Ese nivel se refleja también en su carta, que tira hacia el picoteo fino: minitortillas de camarón con tartar de atún rojo de almadraba, bikini de cecina de vaca D.O Comunidad de Madrid o sándwich de pastrami al estilo del neoyorquino Katz's con salsa Babylon son algunas de las propuestas de una carta en la que hay incluso caviar. También están cuidando la oferta de vinos, que incluirá etiquetas diferentes y grandes clásicos españoles. La idea es "que te puedas tomar una cerveza o un vino al mismo precio que en cualquier otro sitio, pero que quien se quiera dar un capricho se lo pueda dar", apunta Rey.
En Babylon habrá conciertos para ver sentado pero también otros más animados en los que no habrá asientos e incluso se baile. También sesiones de DJs: el plan es abrir hasta las 6 de la mañana los fines de semana con sesiones que puedan gustar a un público mayor de 30 años. La superficie es la misma que la del Teatro Magno que tiene debajo, pero la capacidad es algo menos porque tiene menos palcos. En formato sentado caben unas 170 personas, y de pie el doble. Un aforo notable para un local especializado.
"Yo diría que Madrid es una de las ciudades con más afición al jazz.
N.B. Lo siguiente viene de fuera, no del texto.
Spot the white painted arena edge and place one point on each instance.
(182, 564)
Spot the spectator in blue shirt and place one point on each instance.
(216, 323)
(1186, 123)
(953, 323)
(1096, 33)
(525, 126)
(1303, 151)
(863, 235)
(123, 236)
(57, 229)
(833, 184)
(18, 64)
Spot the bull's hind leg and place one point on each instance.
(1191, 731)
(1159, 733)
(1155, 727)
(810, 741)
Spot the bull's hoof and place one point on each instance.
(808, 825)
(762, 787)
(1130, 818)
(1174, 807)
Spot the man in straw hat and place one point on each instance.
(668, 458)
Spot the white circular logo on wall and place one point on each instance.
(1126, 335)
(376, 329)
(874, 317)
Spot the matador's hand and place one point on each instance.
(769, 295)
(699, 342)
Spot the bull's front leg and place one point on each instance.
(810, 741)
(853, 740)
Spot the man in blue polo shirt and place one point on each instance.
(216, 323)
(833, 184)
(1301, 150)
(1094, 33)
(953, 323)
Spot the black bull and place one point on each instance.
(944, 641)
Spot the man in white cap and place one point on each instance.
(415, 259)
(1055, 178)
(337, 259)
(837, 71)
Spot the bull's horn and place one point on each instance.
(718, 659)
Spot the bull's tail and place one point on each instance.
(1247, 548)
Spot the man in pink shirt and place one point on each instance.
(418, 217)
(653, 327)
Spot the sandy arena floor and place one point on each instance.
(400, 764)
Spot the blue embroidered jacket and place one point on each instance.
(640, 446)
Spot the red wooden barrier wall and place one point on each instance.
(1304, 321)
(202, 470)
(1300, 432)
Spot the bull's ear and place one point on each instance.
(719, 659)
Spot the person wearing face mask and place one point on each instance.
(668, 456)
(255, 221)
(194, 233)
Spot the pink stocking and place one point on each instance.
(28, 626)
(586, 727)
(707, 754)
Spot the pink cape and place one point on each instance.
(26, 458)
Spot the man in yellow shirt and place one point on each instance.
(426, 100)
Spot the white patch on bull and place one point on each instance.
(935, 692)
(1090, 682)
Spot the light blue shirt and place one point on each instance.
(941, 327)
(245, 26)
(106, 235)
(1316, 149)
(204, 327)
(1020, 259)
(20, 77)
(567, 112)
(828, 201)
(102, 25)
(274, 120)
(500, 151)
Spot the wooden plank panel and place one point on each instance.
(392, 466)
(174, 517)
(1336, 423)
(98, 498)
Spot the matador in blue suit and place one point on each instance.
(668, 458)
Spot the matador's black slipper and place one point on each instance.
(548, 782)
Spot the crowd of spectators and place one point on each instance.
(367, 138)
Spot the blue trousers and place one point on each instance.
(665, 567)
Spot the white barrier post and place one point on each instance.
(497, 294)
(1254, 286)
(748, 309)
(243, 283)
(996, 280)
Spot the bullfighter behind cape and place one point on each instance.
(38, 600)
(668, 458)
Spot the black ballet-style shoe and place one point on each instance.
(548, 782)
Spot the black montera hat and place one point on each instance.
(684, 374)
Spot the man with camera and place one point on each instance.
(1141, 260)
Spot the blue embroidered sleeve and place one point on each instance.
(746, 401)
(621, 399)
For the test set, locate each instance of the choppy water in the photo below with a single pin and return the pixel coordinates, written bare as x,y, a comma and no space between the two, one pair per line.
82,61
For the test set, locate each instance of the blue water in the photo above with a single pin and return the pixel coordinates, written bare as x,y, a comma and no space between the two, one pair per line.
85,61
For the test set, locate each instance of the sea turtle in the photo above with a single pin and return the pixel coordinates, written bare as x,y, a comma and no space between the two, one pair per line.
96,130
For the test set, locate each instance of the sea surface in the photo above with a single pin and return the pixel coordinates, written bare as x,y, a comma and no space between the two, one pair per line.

Hay pocas que tengan tantos locales y ciclos tan grandes: Jazzmadrid es uno de los más extensos del mundo. Es una ciudad en la que funciona muy bien el jazz", asegura Roberto Rey. Sobre esos cierres de garitos míticos que muchos ven como apocalípticos, este lucense que lleva ya algunas décadas trabajando en la escena de la capital como DJ, empresario y promotor dice que "hace 15 o 20 años en Madrid había más de 20 locales pequeños de jazz y de músicas negras. Lo que ha ocurrido es que han ido cerrando los pequeños y están abriendo grandes".
Quizá la explicación de ese crecimiento reciente sea el dinero que corre en el Madrid actual, el cada vez mayor público internacional y las inversiones que se están haciendo en nuevos espacios de ocio. El listado de nuevas aperturas es imposible de llevar al día. Ahora habrá que ver si esta es de las que perduran en el tiempo. El empuje de salida, y la propuesta artística necesaria para hacerlo, por ahora, los tiene.